In PLR 200552018, a foundation and its disqualified persons owned the majority of shares of the common stock of J, a publicly traded company, resulting in a problem of excess business holdings. Shortly before the end of the five-year grace period (Dec. 16, 2004), the foundation requested from the IRS an extension of time to dispose of the excess business holdings. The foundation claimed that during the grace period, it had been attempting to sell all of its J stock in a single transaction, and during that process the foundation was prohibited from selling stock on the open market by the Securities and Exchange Commission. The foundation indicated that if the sale in a single transaction was not possible, it could take up to four additional years to sell the J stock on the open market. On Jan. 26, 2005, the foundation informed the Service that it had conducted an auction for the sale of all of its J stock and had received a bid of $3.05 per share.

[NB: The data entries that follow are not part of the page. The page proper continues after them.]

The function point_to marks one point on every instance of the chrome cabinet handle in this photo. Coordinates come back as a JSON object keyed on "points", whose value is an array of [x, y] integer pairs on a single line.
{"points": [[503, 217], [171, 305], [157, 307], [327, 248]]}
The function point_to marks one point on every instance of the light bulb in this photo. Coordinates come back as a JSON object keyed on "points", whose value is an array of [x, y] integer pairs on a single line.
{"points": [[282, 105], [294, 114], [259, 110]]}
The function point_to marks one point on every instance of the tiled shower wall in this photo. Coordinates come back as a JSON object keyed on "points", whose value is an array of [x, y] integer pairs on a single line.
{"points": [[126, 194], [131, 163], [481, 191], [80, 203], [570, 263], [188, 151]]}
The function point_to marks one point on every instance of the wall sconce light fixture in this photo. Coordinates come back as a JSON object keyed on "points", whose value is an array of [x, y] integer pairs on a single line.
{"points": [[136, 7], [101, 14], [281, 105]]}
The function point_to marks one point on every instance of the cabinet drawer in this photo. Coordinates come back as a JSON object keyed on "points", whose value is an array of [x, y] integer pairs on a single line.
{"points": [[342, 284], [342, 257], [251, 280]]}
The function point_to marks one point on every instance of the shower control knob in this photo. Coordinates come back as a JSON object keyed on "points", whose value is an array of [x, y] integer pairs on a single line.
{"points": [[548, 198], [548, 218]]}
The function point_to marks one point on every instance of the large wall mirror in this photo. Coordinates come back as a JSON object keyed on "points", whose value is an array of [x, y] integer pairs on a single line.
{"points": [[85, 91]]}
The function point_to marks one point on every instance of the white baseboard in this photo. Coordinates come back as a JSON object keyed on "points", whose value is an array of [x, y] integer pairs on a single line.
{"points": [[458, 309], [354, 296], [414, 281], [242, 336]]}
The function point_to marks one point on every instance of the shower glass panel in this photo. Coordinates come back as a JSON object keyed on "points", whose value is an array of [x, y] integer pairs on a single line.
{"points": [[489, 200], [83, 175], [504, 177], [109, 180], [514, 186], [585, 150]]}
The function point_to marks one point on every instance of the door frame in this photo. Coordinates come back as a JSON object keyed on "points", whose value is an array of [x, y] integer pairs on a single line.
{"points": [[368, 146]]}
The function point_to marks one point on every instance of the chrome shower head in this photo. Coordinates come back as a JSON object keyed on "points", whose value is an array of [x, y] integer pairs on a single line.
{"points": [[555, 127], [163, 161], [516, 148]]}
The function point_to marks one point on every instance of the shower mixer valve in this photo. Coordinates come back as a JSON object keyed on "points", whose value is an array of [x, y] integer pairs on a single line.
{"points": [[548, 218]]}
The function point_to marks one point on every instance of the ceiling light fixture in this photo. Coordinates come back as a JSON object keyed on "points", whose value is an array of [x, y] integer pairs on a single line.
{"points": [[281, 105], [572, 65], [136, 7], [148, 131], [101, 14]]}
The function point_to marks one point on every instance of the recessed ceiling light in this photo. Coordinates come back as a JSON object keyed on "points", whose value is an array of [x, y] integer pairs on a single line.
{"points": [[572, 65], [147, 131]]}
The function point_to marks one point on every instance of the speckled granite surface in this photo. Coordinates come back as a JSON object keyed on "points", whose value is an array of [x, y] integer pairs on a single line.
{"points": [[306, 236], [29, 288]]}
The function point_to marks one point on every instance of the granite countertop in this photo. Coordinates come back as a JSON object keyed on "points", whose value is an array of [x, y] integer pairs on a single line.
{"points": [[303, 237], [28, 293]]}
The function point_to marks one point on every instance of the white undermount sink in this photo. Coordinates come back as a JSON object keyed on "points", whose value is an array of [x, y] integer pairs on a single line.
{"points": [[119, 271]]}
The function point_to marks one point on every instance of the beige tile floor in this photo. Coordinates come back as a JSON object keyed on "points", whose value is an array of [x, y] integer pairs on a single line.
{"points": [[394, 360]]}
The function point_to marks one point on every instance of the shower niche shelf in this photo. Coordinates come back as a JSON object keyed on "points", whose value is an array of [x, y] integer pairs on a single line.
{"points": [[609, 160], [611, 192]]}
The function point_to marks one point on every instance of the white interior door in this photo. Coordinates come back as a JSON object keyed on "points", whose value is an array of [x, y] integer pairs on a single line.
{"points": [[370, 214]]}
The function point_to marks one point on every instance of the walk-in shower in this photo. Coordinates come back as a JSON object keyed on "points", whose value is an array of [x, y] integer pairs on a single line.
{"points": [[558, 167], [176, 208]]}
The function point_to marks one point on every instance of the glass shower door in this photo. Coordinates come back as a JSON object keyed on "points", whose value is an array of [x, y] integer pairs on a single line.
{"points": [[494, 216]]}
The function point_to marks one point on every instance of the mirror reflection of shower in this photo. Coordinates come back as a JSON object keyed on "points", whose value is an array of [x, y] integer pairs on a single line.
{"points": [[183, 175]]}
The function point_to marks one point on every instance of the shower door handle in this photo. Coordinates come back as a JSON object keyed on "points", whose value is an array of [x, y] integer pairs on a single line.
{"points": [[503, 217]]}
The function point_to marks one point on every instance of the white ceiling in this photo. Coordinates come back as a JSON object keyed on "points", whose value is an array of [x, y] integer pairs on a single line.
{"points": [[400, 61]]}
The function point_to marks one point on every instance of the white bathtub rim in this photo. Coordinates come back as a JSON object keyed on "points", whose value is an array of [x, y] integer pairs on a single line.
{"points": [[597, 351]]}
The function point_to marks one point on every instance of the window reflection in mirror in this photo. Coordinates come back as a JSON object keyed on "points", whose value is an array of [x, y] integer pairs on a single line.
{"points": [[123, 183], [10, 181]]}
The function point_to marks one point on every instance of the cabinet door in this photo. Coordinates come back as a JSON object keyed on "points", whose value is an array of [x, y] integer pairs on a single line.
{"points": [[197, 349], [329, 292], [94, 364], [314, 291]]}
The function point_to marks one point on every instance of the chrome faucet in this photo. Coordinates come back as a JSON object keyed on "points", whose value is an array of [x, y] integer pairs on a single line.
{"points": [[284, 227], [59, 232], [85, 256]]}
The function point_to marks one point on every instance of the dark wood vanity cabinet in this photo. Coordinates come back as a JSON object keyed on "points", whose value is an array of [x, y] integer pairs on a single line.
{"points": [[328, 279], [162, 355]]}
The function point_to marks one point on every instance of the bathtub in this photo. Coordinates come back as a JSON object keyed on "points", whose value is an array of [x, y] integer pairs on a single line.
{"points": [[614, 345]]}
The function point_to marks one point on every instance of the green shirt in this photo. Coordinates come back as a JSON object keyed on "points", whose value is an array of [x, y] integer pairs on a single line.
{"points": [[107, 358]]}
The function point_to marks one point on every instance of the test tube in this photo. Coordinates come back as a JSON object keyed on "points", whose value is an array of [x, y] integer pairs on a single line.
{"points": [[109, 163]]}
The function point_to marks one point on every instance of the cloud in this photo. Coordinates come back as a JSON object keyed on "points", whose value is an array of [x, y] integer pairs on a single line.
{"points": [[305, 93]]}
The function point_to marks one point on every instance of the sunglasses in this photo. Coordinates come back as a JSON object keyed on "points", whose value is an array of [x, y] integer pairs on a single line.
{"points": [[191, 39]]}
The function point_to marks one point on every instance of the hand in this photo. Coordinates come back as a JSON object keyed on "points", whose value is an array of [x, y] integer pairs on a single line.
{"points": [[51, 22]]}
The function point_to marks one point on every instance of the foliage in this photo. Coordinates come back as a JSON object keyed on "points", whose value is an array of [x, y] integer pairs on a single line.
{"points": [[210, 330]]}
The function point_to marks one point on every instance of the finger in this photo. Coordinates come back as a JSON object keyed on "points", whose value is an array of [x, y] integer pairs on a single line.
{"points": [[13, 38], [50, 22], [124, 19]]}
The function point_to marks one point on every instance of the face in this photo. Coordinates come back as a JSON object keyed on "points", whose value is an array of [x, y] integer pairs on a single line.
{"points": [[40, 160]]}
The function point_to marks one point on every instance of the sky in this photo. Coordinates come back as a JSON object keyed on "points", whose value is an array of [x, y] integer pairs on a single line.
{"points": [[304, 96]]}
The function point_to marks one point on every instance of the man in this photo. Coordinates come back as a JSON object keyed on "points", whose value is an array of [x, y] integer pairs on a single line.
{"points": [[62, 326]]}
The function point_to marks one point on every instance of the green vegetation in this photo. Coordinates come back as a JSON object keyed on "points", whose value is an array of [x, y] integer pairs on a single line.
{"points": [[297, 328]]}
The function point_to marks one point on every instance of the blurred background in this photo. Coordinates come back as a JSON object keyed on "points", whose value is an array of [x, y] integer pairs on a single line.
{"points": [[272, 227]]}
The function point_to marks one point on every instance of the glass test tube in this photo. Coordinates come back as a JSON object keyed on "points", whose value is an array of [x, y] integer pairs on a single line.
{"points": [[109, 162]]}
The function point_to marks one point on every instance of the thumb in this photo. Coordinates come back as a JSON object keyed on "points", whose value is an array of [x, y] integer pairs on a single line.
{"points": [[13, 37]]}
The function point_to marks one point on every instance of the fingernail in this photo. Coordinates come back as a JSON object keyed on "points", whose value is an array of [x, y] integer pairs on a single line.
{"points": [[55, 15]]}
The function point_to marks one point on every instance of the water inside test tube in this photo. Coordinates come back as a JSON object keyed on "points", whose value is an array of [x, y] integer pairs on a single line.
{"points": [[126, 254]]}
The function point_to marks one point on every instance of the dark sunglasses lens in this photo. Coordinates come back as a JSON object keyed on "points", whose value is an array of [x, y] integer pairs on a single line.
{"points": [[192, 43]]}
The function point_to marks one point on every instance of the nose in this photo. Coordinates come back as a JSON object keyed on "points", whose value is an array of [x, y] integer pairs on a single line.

Shortly after the auction, J released a very positive earnings report and in the succeeding days its stock price rose dramatically from where it had traded at the time of the auction. As a result, the foundation decided not to sell to the winning bidder at the auction. The foundation decided instead to sell shares piecemeal on the open market and stated to the Service that it would “continue to sell as many shares on a daily or weekly basis as will not violate the Company's insider trading policies or unduly undercut the trading value of the shares.” Other than that, no real plan of disposition of the excess business holdings was provided to the Service. In March, 2005, J released lower earnings and the stock price dropped dramatically.
In denying the five-year extension to dispose of the J stock, the Service found that the foundation had failed to provide a plan of disposition that could reasonably be expected to be successfully carried out by the end of any five-year extension period. The reduction in the price of the stock, without a specific plan of disposition, did not constitute a basis for granting the extension. The Service did grant a much shorter extension (until March 31, 2006) to the foundation to dispose of the excess business holdings.
What could this foundation have done differently in order to have increased its chances of obtaining the additional five-year extension? Essentially telling the IRS, “we'll sell the stock whenever the price is right,” is not exactly a plan with a deadline. In contrast, the foundation in PLR 9115061 did it right: The foundation exercised a significant degree of care in dealing with its excess business holdings problem before its initial five-year period expired, including hiring an independent financial consultant to prepare a detailed plan of disposition for the excess holdings and obtaining approval of that plan from the state attorney general. IRC Section 4943(c)(7) lays out a clear and concise roadmap for obtaining an extension. It pays to adhere to this roadmap.